Today the American carceral state imprisons a greater proportion of the population than Brezhnev's Soviet state ever did.

An architect of the policies leading to the American carceral state has admitted he and his colleagues designed the policies to facilitate political and racial repression.

The Christakises offended some of the students in the residences they supervised. Those residents expressed their offence and explained why they felt offended. Some of them explained their feelings with such intensity they left no place for courtesy. Some of them expressed their displeasure by showing they did not accept the authority of the Christakises as mentors; by refusing to accept their diplomas at graduation, for example. Nothing anyone has yet reported any student saying or doing approaches the routine brutalities of the American carceral system.

In the section of her email that provoked some of the heaviest criticism, Erica Christakis wrote:
...if you don’t like a costume someone is wearing, look away, or tell them you are offended. Talk to each other. Free speech and the ability to tolerate offence are the hallmarks of a free and open society.
The people directly affected by the kind of stereotypical and degrading Halloween costumes at issue here have not experienced the "free and open society" Dr. Christakis recalls, and which, apparently, she thinks all Americans enjoy. They are descended from generations of trauma, from slavery and genocide and displacement. They come to Yale having dodged the school to prison pipeline feeding the carceral system. Their families may have cousins, brothers, fathers, aunts, mothers swept up by that carceral system, and returned, if they returned, to curtailed opportunity and political disenfranchisment.

Imagine some idealistic person suggested Havel's greengrocer should "talk to" his local political officer and explain why he doubted to solidarity of workers Marx aspired to. Mr. Friedersdorf might, and from my reading Rod Dreher certainly would, find the suggestion offensive, reflecting a misunderstanding of the dynamics of the Soviet power structure. Yet somehow, neither Conor Friedersdorf nor Rod Dreher connect the American carceral culture with the ability of a racialized Yale student to "talk to" a white fellow student, steeped in privilege, about their offensive costume. Neither writer, nor for that matter Erica Christakis, connects the brutal reach of the American carceral culture to their notion of a free and open society. They do not lament the manner in which the tendrils of the American reach from Riker's Island to the quad at Yale; instead, they write as though the carceral system did not exist, or at least as though the carceral system and the educational system existed in two separate planes of existence.

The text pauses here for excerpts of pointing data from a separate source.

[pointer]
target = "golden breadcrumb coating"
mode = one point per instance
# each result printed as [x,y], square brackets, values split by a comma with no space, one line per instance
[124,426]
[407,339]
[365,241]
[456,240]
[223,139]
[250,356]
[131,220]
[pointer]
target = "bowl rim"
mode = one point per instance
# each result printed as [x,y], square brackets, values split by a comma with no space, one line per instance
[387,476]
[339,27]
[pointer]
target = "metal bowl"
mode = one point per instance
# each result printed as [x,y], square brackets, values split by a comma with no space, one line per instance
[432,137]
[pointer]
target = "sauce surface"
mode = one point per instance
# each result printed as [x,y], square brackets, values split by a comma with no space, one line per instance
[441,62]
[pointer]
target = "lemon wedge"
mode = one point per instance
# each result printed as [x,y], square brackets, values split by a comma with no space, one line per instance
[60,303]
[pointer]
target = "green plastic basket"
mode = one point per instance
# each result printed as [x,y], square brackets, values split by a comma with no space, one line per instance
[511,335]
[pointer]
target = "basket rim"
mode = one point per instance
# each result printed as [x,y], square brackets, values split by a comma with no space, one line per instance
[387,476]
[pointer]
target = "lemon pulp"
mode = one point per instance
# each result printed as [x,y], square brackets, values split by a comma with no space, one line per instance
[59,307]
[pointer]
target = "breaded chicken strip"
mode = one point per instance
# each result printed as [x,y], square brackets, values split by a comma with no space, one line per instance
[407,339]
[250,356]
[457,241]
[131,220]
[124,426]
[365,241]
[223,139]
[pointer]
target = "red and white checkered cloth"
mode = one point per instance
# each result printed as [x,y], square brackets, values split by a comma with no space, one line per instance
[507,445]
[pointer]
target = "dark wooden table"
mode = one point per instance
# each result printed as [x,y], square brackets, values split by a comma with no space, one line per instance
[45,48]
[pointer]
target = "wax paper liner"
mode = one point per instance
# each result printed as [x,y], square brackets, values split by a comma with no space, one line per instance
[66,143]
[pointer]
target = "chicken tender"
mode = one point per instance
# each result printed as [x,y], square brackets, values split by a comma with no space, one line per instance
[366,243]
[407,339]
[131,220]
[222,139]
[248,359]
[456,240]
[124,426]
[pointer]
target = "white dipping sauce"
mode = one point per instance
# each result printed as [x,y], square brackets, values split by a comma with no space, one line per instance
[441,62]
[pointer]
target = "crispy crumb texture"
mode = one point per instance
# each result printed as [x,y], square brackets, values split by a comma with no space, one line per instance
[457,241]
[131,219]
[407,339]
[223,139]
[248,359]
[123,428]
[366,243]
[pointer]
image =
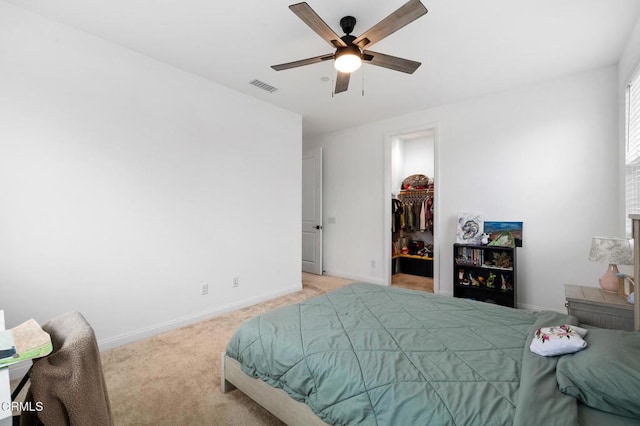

I consider it quite reasonable to lament the effects of the carceral culture and the culture of white supremacy in American institutions of learning. I consider it irrational, if common, to deplore "political correctness" while ignoring the oppressions fueling the intensity of feeling behind the social justice movement. But I consider it highly inconsistent to use Valclav Havel's signature essay to defend the current American order, and by implication its carceral culture, even as it sweeps in a higher proportion of Americans than Brezhnev's Gulag incarcerated Soviet citizens.